Horses and riders were required to swim, climb mountain sides and descend down cliff faces while keeping horses fit for vet checks.

Katy Willings kindly blogged for Horse & Hound in the run-up to and after the race, sharing with us the ups and downs of the gruelling challenge.

Here are some pictures, taken by Daniela Zondagh, that Katy has shared with us of the truly unique endurance race…

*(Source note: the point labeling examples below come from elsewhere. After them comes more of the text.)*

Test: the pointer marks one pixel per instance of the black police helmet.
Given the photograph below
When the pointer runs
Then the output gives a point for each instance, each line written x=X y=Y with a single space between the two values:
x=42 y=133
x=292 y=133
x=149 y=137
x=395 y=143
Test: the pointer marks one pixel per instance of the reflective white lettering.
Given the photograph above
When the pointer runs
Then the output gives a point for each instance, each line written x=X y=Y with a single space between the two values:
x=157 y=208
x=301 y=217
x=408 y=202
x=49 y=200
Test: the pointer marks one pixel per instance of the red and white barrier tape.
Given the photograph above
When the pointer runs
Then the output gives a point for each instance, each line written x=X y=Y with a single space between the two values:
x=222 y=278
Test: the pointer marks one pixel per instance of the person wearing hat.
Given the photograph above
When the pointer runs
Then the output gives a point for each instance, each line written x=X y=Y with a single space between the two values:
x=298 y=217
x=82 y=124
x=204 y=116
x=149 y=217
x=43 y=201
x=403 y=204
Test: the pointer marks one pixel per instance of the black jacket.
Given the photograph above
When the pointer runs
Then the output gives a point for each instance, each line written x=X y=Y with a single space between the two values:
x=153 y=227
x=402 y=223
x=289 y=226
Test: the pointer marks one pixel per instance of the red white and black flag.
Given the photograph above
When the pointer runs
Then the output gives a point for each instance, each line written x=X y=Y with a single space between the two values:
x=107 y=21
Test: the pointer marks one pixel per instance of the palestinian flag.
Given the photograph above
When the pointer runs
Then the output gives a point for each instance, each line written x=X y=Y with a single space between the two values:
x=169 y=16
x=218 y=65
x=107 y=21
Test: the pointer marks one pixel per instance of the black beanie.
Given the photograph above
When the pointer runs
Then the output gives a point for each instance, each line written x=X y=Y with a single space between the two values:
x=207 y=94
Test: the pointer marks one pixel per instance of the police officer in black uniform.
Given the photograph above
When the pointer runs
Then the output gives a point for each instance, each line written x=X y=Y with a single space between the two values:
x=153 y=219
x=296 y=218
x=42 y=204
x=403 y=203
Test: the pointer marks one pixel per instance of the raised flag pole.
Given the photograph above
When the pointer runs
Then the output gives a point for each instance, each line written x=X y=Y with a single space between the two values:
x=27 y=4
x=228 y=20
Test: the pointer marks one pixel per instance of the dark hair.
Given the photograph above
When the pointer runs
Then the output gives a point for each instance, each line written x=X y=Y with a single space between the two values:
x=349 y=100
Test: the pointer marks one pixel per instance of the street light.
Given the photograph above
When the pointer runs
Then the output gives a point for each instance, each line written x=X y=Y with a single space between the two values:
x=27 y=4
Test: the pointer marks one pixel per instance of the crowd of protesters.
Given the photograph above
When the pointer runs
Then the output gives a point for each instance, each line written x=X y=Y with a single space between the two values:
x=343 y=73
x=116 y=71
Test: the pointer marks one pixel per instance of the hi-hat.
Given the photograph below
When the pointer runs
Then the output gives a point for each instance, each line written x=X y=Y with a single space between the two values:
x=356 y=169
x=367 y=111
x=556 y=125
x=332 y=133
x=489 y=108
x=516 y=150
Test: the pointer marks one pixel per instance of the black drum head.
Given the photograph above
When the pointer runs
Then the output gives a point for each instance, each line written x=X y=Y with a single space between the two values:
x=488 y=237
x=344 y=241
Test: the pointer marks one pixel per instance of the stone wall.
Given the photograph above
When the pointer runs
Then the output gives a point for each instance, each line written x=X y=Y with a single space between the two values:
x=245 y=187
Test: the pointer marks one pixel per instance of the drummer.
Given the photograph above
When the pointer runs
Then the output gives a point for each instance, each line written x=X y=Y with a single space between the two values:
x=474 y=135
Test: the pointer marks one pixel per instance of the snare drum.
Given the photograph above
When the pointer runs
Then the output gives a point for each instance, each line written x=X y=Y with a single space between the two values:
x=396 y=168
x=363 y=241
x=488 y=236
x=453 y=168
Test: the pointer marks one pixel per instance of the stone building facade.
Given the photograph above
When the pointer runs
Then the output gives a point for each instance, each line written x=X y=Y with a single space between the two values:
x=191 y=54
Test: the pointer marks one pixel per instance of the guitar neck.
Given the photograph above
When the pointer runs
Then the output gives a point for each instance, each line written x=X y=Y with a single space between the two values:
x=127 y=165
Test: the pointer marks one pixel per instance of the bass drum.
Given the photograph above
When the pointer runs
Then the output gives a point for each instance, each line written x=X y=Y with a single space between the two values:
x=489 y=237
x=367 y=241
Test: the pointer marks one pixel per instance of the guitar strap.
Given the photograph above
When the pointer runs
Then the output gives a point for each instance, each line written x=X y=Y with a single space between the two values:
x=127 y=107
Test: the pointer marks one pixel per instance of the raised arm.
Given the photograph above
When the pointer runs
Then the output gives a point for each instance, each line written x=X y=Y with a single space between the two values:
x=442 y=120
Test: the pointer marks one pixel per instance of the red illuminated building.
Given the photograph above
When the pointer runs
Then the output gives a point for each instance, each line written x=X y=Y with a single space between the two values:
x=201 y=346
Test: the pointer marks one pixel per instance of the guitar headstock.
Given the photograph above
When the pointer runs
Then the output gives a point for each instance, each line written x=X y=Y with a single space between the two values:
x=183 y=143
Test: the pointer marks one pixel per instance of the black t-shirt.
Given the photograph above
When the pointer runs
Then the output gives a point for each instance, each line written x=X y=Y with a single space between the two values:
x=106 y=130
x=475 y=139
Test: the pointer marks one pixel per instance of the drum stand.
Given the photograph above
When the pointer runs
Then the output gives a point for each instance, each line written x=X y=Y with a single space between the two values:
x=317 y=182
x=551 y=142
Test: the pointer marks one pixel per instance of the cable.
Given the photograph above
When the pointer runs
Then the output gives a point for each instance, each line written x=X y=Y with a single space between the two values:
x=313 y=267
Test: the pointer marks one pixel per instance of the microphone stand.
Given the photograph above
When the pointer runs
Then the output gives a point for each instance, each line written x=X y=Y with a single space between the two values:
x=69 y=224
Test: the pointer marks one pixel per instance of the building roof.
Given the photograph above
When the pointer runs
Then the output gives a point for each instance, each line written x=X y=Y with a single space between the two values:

1. Riding Zerango into the first night stop at 8.20pm at night after two hours in the dark which felt like an eternity

2.Coastal riding is NOT the same as beach riding! Every beach we accessed involved getting up and over huge headlands like this one, picking our way up and then down again over cliffs and technical tracks

3. Wet, slippery rocks and sharp descents made for slow going. Evidently much less scary on four legs than two, because the horses just took it in their stride every time, picking brilliant routes, never so much as tugging on their lead reins

4. The weather did heat up in the last day and a half and I finished with lips so badly sun and wind burned that I could barely speak the day after. However the first half of the race was ridden, on the whole, in pelting rain and moody skies, which added to the technical and also the mental challenge. It reminded me of a rough day on the Golden Horseshoe on Exmoor — serious country, in serious weather. We were rarely cold however, the strenuous activity saw to that. And the scenery was truly glorious. I vividly remember struggling with a cliff ascent which dangled us right out over the Indian Ocean, and Courtney, who I rode most of the race with, saying “whale breaching”, and sure enough, in the surf out to our left if we could just find the headspace to look up, were multiple whales. That was quite a consolation. So much of the natural beauty that surrounded us was lost on us, ransomed as we were to the GPS and our immediate challenges. We did see the back-up helicopter multiple times each day, ferrying vets and farriers, and as evidenced by these incredible photos, Daniela the photographer. One of those occasions that definitely looked much better than it felt.

5. Swimming the dramatic Mthatha River — I am second fro the right, and if you look closely, am directly behind my horse Kwacha’s head — still above the saddle in fact. This meant that I could easily wriggle back onto the saddle as his hooves found the floor again, and we walked up and out of the water as horse and rider. I loved this technique, and would definitely recommend it to the more vertically challenged Rocketeers in future.